Public Choice and Socialism
Encyclopedia of Public Choice, Charles Rowley, ed., pp. 439-444, Boston, Kluwer Academic Publishers, 2003
14 Pages Posted: 18 Jan 2010
Date Written: 2003
The socialist experiment proved to be a failure. It proved not only an isolated failure, but also a global one - every political and economic system influenced by socialism suffered from a severe crisis in the last decades of the 20th century. The soft socialism of the democratic welfare states suffered from fiscal crises in the 1970s and 1980s and led to dramatic policy transformations in the UK (Thatcher), and US (Reagan). Other highly regulated and egalitarian societies followed the Thatcher/Reagan path in the 1980s and 1990s - New Zealand, Ireland, and even the Scandinavian welfare states had to adjust their fiscal houses. Of course, perhaps the most dramatic political-economic event of the 20th century was the collapse of real-existing socialist states throughout East and Central Europe in 1989 and the dissolution of the former Soviet Union in 1991 (the only other contender for most dramatic event this century is the Great Depression of the 1930s).
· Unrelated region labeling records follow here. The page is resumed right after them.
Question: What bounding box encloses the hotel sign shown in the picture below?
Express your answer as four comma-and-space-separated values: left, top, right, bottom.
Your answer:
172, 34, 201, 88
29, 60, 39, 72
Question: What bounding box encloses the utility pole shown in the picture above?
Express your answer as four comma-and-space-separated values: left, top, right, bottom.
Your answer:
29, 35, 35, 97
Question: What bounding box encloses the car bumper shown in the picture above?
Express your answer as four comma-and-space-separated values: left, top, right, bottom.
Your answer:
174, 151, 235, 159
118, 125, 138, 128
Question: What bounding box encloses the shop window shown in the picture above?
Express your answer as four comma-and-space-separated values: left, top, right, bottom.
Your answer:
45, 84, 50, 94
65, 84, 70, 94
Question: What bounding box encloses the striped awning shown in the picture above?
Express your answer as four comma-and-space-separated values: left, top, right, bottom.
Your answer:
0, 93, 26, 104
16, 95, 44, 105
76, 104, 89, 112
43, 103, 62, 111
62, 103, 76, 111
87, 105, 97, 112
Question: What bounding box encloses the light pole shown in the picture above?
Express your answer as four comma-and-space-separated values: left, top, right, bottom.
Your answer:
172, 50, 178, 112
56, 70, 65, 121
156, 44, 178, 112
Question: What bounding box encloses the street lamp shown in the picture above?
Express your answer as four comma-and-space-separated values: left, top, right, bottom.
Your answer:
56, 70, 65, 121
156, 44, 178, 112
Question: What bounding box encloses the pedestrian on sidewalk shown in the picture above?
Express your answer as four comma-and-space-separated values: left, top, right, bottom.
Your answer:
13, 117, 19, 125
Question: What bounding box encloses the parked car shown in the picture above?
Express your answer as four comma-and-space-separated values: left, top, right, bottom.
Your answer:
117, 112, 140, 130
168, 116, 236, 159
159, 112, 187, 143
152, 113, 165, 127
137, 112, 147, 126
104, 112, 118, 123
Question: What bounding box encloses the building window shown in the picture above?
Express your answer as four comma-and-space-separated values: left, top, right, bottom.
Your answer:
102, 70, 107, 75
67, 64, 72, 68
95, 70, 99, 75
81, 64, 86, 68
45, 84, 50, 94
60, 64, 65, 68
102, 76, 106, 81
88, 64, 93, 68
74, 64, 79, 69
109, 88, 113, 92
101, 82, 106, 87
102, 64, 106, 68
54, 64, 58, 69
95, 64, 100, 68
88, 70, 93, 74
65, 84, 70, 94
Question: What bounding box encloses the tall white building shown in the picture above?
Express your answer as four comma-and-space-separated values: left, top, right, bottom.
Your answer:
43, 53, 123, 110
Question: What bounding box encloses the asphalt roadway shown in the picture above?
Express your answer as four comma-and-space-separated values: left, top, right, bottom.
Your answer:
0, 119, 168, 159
A century that began with increasing demands for the regulation of business and economic planning by government to achieve more efficient production and a more egalitarian distribution of income, ended with a worldwide privatization revolution and a generalized recognition of the innovative benefits that accrue from entrepreneurship. The intellectual demand for state control of economic life was replaced by a ‘gains from trade’ understanding of how the world works. Public choice theory played no small role in this dramatic shift in the intellectual climate of opinion. More pertinent for our purposes here, public choice theory provided the intellectual apparatus needed to pierce the Romantic veil of socialist ideology and lay bear the ugly reality of the political economy of socialism.